Compassion: Always try to assume positive intent, and that bad actors are rare. I believe there are at least two sides to every story, and that people generally have a reason for doing what they do. Reserve judgment as long as possible, and avoid assigning blame before you have talked to everyone involved. Deliver bad news in private whenever possible. Work to build up relationships built on mutual respect and understanding, and prefer talking with someone to talking about someone. Never say anything you wouldn’t say to their face.
Leadership: People expect leaders to act like leaders. Stand up on stage and play the role to the best of your ability (yes, everyone is always watching). It is your job to make (hard) decisions, so make the call, take the shot. Leaders understand that inspiration is better than motivation, and that people matter more than processes, systems, or things. Leaders are often friendly but rarely friends with those they lead. Parenting may be a useful mental model if you remember that good parents are always responsible, always making mistakes, always learning, always doubting themselves, always and deeply caring, and always willing to make sacrifices and put the needs of their family in front of their own desires.
Positivity: Radiate positivity and celebrate wins. Focus on solutions, not finding more problems. Find the middle ground, the happy medium, or the best compromise possible that results in everyone getting at least some part of what they wanted. Your job is to get folks thinking about solutions not roadblocks. Yes, you are supposed to have a vision, a plan, and be a bit of a cheerleader for your team and the organization. And yes, you are supposed to smile and give positive feedback for things done right. Negativity is very easy for engineers, and it’s part of your job to set an example and focus on what can be done and what’s getting done correctly. Smile more than you frown. Give energy to the room, rather than take it away. When people come to you they should leave feeling better, not worse.
Coaching: Actively mentor, guide, and provide feedback to your team members. Embrace your role as coach or guide, with the understanding that the best coaches are not necessarily the best players. Good coaches get players to believe in themselves. Good coaches build players’ self-esteem by focusing on the positives more than the negatives. Good coaches understand that every player is different and seek to understand and utilize these differences to the team’s best advantage. Good coaches continually challenge themselves and their players to do better. Good coaches communicate feedback constantly.
Predictability: Fear, uncertainty, doubt, and randomness are the enemies of productivity and happiness. Work to make sure expectations are clear. Strive to minimize surprises at all times. Timing is everything.
Responsibility: Stand up and take ownership of the situation. Generate solutions, not additional problems. Be willing to take the blame, and quick to admit mistakes. Do not make excuses.
Service: Embrace servant leadership. Lead with humility, and be ego-free when searching for the best ideas and solutions. Do what needs to be done, and believe that it’s never not your job. Treat people with respect independent of their status or disagreement with you.
Mastery: Expect the best from yourself and from the people you work with. Challenge yourself and others to deliver quality. Know, follow, and create new best practices. Identify root causes. Note that true mastery is intensely pragmatic, and avoids letting perfection become the enemy of good enough.
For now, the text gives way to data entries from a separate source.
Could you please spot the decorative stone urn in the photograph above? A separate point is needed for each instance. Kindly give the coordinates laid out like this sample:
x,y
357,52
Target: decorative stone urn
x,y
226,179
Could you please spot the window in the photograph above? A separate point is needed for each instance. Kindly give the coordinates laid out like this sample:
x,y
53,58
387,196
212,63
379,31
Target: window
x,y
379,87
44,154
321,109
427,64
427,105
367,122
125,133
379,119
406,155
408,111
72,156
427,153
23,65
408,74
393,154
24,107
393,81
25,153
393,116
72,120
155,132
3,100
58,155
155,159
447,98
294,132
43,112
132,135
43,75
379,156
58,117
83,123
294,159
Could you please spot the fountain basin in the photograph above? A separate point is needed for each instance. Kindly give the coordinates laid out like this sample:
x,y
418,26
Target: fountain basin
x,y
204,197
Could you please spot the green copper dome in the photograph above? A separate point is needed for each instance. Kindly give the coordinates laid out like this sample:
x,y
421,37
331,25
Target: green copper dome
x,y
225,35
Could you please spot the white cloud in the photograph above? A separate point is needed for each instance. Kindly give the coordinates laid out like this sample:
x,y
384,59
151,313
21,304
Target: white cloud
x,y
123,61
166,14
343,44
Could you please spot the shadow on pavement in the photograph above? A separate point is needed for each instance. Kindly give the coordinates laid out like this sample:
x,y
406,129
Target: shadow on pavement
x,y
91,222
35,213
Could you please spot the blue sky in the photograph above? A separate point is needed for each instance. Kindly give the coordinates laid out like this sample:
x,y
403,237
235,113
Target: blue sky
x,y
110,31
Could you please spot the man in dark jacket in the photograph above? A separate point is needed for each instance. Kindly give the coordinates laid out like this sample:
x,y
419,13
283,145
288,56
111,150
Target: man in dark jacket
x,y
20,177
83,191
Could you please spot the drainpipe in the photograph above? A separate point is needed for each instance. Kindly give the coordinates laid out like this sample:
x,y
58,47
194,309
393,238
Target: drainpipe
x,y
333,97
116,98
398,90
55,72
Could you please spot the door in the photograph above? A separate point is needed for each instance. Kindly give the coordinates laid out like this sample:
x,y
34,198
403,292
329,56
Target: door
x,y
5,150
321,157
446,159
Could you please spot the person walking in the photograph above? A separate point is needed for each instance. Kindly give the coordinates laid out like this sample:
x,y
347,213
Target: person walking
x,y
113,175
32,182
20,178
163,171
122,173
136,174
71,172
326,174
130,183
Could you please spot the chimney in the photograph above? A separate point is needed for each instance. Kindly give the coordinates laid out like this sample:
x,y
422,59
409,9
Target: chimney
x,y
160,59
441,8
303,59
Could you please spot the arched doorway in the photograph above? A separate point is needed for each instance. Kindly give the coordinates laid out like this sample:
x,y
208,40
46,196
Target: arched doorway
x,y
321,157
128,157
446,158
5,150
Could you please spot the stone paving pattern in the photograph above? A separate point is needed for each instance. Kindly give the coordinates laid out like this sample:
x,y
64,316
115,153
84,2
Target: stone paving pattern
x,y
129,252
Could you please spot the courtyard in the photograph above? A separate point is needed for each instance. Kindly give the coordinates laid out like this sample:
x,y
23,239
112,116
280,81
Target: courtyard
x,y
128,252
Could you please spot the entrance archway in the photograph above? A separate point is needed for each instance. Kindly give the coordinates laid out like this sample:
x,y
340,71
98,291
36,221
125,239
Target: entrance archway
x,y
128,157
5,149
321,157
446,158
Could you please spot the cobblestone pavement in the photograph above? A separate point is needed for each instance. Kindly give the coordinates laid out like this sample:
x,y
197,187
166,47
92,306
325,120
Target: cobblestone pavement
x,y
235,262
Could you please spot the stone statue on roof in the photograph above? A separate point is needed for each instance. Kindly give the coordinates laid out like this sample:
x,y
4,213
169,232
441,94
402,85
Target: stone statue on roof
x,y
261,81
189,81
Curiosity: Always be learning. Always be improving. Always be seeking a new and different perspective. Admit what you don’t know, then go find out. Avoid stagnation, and embrace change even though it’s always hard.
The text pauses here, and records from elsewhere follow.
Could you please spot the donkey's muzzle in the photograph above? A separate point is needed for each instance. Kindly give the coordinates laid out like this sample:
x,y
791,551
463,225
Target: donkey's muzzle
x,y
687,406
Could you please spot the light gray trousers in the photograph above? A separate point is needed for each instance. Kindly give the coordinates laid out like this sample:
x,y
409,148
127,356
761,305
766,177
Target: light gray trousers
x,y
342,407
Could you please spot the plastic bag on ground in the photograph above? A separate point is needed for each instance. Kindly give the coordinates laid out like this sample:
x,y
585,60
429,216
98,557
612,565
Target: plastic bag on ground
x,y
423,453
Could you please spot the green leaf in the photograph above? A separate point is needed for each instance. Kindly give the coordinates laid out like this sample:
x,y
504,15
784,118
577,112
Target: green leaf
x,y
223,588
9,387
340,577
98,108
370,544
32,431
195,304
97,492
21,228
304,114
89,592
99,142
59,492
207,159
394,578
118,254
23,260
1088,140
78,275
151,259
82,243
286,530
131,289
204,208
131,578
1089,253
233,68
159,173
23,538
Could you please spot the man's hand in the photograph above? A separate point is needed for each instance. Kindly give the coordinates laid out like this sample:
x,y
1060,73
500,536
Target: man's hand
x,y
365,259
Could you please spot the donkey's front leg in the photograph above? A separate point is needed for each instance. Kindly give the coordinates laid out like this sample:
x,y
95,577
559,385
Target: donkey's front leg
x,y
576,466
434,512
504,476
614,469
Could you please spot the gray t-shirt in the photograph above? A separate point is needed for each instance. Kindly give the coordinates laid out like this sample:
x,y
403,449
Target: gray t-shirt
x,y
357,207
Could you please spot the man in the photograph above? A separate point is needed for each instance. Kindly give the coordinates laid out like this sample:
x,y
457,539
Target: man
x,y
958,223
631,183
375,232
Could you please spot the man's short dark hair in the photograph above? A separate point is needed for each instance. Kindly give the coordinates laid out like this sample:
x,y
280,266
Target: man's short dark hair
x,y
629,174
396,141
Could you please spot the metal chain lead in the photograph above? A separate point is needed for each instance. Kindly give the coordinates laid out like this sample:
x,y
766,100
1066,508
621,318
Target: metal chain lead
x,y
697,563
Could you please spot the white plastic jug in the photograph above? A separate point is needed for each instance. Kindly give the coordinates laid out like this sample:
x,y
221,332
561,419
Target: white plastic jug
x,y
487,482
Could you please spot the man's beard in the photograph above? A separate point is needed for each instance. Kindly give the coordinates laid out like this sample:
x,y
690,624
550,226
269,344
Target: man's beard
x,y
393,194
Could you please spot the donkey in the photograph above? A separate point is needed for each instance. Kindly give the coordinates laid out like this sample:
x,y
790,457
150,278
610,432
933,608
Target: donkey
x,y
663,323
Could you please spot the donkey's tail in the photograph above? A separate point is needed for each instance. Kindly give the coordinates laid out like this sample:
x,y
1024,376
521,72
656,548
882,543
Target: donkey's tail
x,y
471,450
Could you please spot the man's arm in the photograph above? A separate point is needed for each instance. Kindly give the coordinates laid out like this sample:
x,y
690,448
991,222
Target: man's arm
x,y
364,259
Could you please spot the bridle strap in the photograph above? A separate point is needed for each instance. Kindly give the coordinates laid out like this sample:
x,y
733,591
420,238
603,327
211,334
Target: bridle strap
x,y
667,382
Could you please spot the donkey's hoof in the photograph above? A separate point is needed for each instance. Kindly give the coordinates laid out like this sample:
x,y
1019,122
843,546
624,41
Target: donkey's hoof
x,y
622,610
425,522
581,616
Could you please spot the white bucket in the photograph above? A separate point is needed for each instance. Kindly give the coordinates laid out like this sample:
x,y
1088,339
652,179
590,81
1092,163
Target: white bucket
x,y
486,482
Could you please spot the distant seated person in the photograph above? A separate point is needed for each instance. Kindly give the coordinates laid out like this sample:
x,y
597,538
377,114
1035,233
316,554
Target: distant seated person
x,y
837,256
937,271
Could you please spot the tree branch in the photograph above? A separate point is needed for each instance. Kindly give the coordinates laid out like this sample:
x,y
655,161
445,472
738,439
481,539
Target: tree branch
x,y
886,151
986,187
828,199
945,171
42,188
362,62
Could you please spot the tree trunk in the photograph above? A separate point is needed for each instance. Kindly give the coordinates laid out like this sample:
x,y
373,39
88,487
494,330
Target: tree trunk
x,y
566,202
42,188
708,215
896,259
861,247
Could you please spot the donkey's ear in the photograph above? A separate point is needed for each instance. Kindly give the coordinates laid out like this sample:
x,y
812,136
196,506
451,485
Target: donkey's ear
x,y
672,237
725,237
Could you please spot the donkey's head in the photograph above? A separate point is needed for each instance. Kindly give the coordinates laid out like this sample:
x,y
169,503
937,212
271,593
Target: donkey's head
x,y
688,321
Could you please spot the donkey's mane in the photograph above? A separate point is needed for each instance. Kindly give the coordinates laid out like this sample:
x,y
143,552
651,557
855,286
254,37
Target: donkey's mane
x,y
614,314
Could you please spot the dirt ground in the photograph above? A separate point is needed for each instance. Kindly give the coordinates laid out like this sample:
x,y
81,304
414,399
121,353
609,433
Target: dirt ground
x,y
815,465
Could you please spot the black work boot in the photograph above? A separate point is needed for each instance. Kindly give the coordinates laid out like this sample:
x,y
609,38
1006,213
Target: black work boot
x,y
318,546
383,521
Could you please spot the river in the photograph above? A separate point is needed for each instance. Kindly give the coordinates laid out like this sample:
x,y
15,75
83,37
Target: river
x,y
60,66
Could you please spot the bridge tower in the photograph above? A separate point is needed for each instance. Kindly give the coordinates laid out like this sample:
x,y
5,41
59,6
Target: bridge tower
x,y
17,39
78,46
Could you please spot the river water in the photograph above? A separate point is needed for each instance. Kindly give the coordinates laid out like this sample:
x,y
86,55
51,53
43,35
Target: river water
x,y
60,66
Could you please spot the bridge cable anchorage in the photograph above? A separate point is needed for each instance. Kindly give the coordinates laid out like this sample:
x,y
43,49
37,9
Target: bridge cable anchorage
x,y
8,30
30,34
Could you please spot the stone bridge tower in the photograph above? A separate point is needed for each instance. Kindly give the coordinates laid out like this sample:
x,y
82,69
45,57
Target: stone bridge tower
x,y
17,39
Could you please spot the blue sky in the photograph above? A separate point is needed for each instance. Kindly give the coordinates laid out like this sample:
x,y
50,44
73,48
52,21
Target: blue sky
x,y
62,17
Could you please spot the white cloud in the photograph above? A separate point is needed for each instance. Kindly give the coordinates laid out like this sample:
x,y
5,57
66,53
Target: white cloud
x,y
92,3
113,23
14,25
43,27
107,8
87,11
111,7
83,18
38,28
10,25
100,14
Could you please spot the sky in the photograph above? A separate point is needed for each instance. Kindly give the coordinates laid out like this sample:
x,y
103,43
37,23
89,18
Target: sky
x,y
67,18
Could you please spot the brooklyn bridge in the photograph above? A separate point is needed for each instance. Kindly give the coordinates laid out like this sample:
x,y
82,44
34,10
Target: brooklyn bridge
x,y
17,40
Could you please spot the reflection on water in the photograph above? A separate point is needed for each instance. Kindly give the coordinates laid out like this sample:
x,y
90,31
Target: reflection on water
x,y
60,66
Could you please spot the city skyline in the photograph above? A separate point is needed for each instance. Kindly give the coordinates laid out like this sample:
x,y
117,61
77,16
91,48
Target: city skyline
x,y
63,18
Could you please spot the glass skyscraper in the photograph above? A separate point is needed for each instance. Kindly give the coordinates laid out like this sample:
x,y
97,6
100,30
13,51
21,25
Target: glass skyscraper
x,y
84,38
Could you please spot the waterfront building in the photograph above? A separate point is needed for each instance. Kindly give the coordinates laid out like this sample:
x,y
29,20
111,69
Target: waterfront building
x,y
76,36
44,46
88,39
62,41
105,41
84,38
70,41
Humor: Laughter really is the best medicine, and also a fantastic way to forge a common bond. Humor is a tool that should be used very intentionally, always with compassion, and always with the goal of building up rather than tearing down. Humor can soften harder blows, and can delivery feedback with subtlety. And if you can’t at least act like you’re having fun then do not be there.
This is definitely a work in progress, but it sums up a lot of what I think and feel are important.